The book lays out several possible reasons for “lawyer stress.”

One says that “extreme lawyer stereotypes” develop stress because they are so focused on achievement that they get frustrated when they don’t win all the time.

“You’re so ambitious and so aggressive that you end up being socially isolated,” said Daicoff.. “You end up sort of being this warrior in all aspects of your life. That tends to harm your personal life as well.”

The second theory is that those who lack a kamikaze attitude will become distressed.

“That’s what I think,” she said. “If you are too empathetic, too compassionate, too caring, too people-oriented, the current traditional practice of law tends to eat you alive.

“You experience a dissonance in your values and the values expressed by the profession as a whole, and you can develop stress.”

Daicoff conducted an empirical pilot study in Columbus to try to prove that hypothesis, “but the data didn’t prove it. That is my theory, but I’m not entirely sure.”

A third possibility comes from some “groundbreaking research” being done by a professor at Florida State.

“He found that law students’ distress was associated with focusing on extrinsic satisfactions as opposed to intrinsic satisfaction,” Daicoff said. “To the extent people are focused on money, power, prestige, grades, social approval, they tended to be more unhappy.

“To the extent they were focused on things that were intrinsically satisfying — satisfying because they enjoyed doing them — they were happier.

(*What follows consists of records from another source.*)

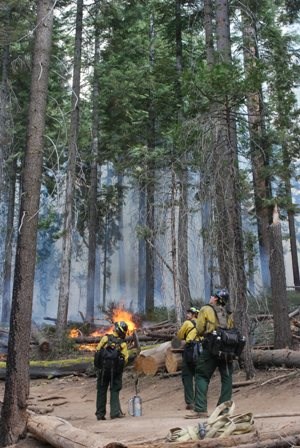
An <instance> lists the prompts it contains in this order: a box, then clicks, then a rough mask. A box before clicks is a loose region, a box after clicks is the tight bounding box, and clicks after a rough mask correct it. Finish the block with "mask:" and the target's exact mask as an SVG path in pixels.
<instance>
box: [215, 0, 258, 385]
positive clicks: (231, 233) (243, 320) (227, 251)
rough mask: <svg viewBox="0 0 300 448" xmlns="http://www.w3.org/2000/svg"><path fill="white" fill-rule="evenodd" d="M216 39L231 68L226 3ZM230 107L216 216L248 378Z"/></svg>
mask: <svg viewBox="0 0 300 448" xmlns="http://www.w3.org/2000/svg"><path fill="white" fill-rule="evenodd" d="M216 39H217V50H218V53H219V58H220V61H222V63H225V64H228V65H231V64H232V60H231V41H230V27H229V4H228V0H216ZM232 109H233V107H232V106H231V104H230V100H229V98H227V97H225V98H224V106H223V107H221V108H220V110H219V114H220V115H219V120H218V121H219V129H218V133H219V135H218V140H217V145H218V146H217V149H216V151H217V161H218V164H219V167H217V170H219V171H217V170H216V171H217V172H220V173H222V174H221V175H219V179H217V194H216V195H217V198H216V202H217V214H218V217H219V219H220V222H221V223H222V224H223V225H222V227H221V228H219V229H218V230H219V233H218V236H219V239H220V244H221V246H222V247H221V249H222V254H221V260H220V261H221V263H224V268H223V269H221V272H222V271H223V272H225V275H228V283H227V284H226V285H225V286H227V287H228V288H229V291H230V297H231V301H232V303H233V305H234V310H235V312H234V316H235V323H236V326H237V327H238V328H239V330H240V331H241V333H242V334H243V335H245V337H246V346H245V349H244V352H243V359H244V362H245V370H246V373H247V377H248V379H249V378H251V377H252V376H253V375H254V367H253V363H252V359H251V352H250V343H249V321H248V316H247V312H246V310H247V297H246V291H247V282H246V276H245V269H244V247H243V234H242V221H241V210H240V202H239V193H240V186H239V170H238V158H237V137H236V123H235V118H234V111H233V110H232Z"/></svg>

“Law school tends to shift people’s values. He suggests that we encourage people in law school to hang onto those intrinsic values and that they will then be happier in the profession.”

The end of the book discusses some alternative ways of practicing law “that provide a nice antidote to the traditional gladiatorial, adversarial practice,” said Daicoff.

Those alternatives come under the Comprehensive Law Movement, or what others have termed Law as a Healing Profession. They include collaborative law, creative-problem-solving and restorative justice.

“Many in that movement think people are going to have to learn to practice in these more compassionate ways, or they’re not going to be satisfied,” she said.

Daicoff, however, hopes this all doesn’t become an either-or proposition.

“I think there are some lawyers who are really happy being a lawyer, being a fighter, and seeing it as sort of a win-lose game,” she said. “I think there are some lawyers who find that extremely fulfilling.

“I would hate to lose those people. I would hate for the whole law profession to change. I guess what I advocate for is diversification of the legal profession.”

(Copies of “Lawyer, Know Thyself” are available through the American Psychological Association, Washington, D.C., at www.apa.org or e-mail address: [email protected].)